(You can read about how I "accidentally" bought our treadmill here.)
Let me start by saying that I have a love-hate relationship with the treadmill. I hate it because it's miserable for me to run on. I would much, much rather run outside. For me, the miles go by faster outside, the time goes by more quickly outside, and paces feel easier outside. When I am outside I feel like I am free. When I am running indoors the kids can still need me, the phone still rings, etc. etc. etc.
And yet I live in the Rocky Mountains, where we have snow and icy roads continually for months every year. I don't mind snow or rain or cold at all, but icy roads are a deal breaker for me. If I was able to run in the afternoons I would probably be able to get more runs done outside year round, but since I have to run very early in the morning, and in the winter it is very dark, very cold, and very icy in the mornings, it is just not safe. On the icy roads it is very tough, if not impossible, to get a good tempo run or any type of speed work done, and to me, the risk of slipping and injuring myself is not worth it with all the work I am putting in to training for Boston. So I love the treadmill because it allows me to get my runs in and my marathon training done during the winter time.
Yes, last month I ran 307 miles. From my calculations, all but 14 of those miles were on my treadmill. It's not ideal. It's not my first choice. But it gets the job done and is letting me train for Boston through a cold, icy winter. I am hoping to get at least my last month of marathon training before Boston fully outdoors. Once the ice is gone, I won't touch the treadmill again until next winter.
I do think that running outside is best (especially for me) but I do also think that the treadmill is a good and effective alternative when needed. Here are some pieces of evidence to back that up from this article about training on a treadmill for a marathon.
- Norway's Ingrid Kristiansen at one time held the world record in the 5,000 meters, 10,000 meters, half-marathon and marathon. She won the London Marathon four times, Boston twice and New York once. A treadmill often was her best friend.
- Colorado's Kim Jones, twice runner-up at Boston and New York City, avoided ice-caked roads by running indoors.
- Chris Clark, the United States' lone woman at the Sydney Olympics, who set PRs at both the Trials and the Olympic Games, did half of her training on a treadmill. "I work out in the morning on the days I go to work," says Clark, 39. "There's no way I'm going out in the cold when it's 5:30 in the morning, five degrees and pitch black."
Ummmmm, YES. I get very, very sick of the treadmill, especially lately when I am running high mileage in the middle of a tough marathon training schedule, and have been stuck on the treadmill for several months. I have plenty of moments where I just want to be done and stop a run early. BUT, I don't. I haven't ever - not even once. I always finish what I start, and it is important to me to do my workouts and complete my training to the best of my ability. You got to do what you got to do, right?

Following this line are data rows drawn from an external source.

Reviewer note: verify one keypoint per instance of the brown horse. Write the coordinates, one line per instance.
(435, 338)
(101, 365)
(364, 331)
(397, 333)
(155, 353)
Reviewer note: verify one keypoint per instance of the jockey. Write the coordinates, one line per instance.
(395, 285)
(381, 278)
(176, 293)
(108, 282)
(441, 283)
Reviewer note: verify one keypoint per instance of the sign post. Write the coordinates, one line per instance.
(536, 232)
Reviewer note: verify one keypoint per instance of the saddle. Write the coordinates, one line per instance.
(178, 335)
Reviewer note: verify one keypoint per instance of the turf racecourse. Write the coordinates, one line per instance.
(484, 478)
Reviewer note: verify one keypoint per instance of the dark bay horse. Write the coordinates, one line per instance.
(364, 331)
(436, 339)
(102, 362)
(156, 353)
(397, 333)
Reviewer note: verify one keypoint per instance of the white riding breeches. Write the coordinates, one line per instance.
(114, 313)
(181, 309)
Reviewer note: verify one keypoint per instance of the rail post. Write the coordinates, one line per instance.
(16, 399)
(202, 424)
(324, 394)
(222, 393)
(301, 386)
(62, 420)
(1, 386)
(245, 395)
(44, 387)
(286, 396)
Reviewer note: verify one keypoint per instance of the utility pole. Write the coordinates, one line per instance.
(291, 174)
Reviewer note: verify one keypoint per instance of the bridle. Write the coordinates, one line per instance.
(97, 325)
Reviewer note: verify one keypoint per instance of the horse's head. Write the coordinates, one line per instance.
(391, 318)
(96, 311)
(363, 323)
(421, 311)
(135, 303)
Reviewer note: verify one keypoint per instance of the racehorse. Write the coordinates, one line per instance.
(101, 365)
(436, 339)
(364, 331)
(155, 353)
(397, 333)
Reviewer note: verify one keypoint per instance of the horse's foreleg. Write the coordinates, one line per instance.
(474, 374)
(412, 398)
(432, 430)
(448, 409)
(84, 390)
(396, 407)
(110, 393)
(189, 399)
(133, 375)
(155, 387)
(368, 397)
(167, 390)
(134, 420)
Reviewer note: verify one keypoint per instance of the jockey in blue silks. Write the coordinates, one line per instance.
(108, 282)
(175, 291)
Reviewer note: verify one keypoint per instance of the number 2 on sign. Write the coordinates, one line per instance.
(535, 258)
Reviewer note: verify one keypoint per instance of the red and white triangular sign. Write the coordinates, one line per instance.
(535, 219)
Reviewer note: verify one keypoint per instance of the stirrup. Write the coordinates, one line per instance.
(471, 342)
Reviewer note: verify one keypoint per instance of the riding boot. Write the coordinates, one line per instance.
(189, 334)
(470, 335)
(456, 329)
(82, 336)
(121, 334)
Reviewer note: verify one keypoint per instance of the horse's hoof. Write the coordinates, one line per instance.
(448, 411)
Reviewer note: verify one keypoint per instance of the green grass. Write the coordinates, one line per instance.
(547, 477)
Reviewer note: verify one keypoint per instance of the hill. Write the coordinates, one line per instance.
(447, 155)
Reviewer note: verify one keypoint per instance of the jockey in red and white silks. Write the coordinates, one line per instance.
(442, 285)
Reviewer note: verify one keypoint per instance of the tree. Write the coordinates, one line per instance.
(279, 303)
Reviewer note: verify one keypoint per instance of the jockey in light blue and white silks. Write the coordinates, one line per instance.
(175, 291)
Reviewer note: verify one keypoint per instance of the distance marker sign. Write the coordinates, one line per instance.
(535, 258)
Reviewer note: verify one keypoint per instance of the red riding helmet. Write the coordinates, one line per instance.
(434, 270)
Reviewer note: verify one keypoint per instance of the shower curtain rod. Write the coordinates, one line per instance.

To keep myself from going completely nuts I usually watch movies/tv on my laptop while I run, or listen to music. If I am doing a steady paced run, it sometimes helps to cover up the screen instead of watching the mileage. (On that note, I have a 23 miler coming up this week and am desperate for some good movie ideas!)
Someone else asked about incline. I always run with the treadmill at an incline of 1 for my runs, unless I am doing hill repeats or something like that.
Here are a couple of pics of me on my treadmill. These are from last year.
"Do you like my redneck solution for watching TV while I run on the new 'mill? My old treadmill had a book stand on it that my laptop slipped right into. It was super convenient for watching DVDs while I ran. The new treadmill doesn't have anything to hold the laptop (and it is REALLY tall). I asked Josh to come up with a solution, temporary or permanent, that would let me watch the laptop on my long treadmill runs and he was zero help. In a moment of self-proclaimed brilliance, I trudged through the snow out to the garage and dragged in the ladder. Ta da! It is the perfect height, and I can even plug the laptop into the treadmill and here my shows right over the treadmill sound system. PRETTY COOL. Josh came in and looked at the ladder and said, "You know that has like, paint and bird poop on it right?" and I said, "Yeah, but isn't it the perfect temporary solution? Aren't I brilliant?" and he laughed and said, "YOU, who can't stand dirt or mess is ok with a dirty ladder in the play room?" So I shot him a look and told him to get to building a shelf. Until then, the dirty ladder stays."
Do you run on a treadmill? If yes, do you do so by choice or by necessity? Do you love it or hate it? Ever trained for a marathon mostly indoors?